In your view, is this an important distinction (between just and unjust laws), do you think it makes a difference in the way someone (as an individual, or our society as a whole) lives their lives? Can it affect our politics?
- In my view, this is a very important distinction between just and unjust laws. Just because something is an accepted law does not make it right, does not make it morally sound, and therefore should not be followed. I think that it does make a difference in the way a person lives their lives AND how a society as a whole functions. Following unjust laws makes for an unjust society. If a law unfairly targets one group, but not another, the group it targets will be forced to act different for fear of reprisal. Not surprisingly, this can create animosity between individuals and groups in a society, which in turn can have an affect on our politics.

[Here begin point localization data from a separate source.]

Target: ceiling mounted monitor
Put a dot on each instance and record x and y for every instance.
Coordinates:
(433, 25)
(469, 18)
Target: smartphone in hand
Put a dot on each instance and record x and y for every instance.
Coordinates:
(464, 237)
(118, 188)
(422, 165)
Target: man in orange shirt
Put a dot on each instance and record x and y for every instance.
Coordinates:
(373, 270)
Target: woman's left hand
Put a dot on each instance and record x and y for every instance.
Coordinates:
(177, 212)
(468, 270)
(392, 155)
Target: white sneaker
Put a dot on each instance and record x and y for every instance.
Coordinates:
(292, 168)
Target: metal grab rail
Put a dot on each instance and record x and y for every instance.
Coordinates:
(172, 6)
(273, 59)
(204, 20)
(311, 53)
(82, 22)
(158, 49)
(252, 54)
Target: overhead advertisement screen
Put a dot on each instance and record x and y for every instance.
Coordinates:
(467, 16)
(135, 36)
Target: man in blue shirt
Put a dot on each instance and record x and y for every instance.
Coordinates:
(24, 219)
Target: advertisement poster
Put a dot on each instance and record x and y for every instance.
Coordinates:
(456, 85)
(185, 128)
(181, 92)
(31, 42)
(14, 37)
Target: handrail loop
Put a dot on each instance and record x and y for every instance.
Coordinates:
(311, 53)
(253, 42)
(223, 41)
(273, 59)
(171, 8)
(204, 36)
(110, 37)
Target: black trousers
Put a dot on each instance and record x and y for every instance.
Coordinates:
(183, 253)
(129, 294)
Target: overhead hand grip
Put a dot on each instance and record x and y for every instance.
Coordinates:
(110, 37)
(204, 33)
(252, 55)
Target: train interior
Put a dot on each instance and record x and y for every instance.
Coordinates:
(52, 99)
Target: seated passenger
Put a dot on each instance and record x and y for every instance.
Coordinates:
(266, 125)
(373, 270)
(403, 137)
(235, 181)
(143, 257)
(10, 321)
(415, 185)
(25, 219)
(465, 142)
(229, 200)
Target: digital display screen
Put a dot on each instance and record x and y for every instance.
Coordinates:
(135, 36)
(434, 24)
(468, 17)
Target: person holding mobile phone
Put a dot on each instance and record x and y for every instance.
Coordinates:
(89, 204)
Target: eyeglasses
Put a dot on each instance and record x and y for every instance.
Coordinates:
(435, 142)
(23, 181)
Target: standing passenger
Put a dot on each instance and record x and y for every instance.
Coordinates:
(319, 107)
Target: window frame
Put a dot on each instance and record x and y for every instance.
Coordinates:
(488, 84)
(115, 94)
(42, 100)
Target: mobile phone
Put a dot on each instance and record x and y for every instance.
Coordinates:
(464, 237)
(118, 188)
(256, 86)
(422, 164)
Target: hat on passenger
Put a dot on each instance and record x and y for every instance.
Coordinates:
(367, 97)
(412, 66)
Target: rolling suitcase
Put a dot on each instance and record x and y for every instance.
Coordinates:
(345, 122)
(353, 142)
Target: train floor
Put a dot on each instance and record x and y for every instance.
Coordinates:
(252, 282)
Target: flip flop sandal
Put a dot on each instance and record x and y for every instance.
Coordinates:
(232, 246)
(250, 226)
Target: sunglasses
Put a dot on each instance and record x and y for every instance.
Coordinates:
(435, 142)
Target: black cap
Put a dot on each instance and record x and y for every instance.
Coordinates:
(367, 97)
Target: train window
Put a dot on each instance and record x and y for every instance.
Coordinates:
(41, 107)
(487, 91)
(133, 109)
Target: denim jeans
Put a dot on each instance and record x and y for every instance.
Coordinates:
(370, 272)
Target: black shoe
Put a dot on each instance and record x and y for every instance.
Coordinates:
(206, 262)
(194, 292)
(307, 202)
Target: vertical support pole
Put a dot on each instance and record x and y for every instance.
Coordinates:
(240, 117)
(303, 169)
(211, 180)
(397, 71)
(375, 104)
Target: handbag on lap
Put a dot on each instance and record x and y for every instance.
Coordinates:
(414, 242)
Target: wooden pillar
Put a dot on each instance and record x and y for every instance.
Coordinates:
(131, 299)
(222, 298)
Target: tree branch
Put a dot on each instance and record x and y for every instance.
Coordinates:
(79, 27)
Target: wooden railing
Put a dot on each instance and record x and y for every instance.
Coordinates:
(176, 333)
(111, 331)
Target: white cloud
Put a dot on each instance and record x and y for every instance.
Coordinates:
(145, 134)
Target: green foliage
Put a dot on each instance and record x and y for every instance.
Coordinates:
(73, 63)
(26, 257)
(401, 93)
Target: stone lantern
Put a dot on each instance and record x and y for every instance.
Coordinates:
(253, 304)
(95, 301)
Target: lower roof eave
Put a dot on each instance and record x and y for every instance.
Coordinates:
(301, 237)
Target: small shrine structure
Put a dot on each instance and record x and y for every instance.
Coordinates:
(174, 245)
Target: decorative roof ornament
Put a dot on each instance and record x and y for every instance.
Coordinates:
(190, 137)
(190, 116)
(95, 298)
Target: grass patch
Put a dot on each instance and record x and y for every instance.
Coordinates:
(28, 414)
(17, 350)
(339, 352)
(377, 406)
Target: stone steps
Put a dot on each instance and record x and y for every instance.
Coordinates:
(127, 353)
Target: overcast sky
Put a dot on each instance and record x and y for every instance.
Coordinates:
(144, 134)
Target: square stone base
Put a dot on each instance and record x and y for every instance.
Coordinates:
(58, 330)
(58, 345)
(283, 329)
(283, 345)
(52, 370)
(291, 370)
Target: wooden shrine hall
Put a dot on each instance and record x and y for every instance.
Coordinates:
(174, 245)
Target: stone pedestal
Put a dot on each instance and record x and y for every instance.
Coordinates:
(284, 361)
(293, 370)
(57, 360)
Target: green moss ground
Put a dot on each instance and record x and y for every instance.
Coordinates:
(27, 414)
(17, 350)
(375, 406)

Based on our discussion of Question 1, give an example each, of an unjust and just law, in the US today. Explain what makes it unjust or just (using MLK’s definition of those two types of laws).
- An example of an unjust law in the US today would be the criminalization of marijuana. Marijuana has not only shown to be safer to use than alcohol, but it has also shown to have therapeutic properties. It is morally wrong to imprison marijuana users for choosing to use a substance that is not harming them nor others around them, but could in fact be helping with anxiety, eating disorders, and pain.
- And example of a just law in the US today would be The Civil Rights Law. This is a moral law that protects the right of all individuals to be treated equally. It does not impede on the rights of others, it only lifts individuals and society up.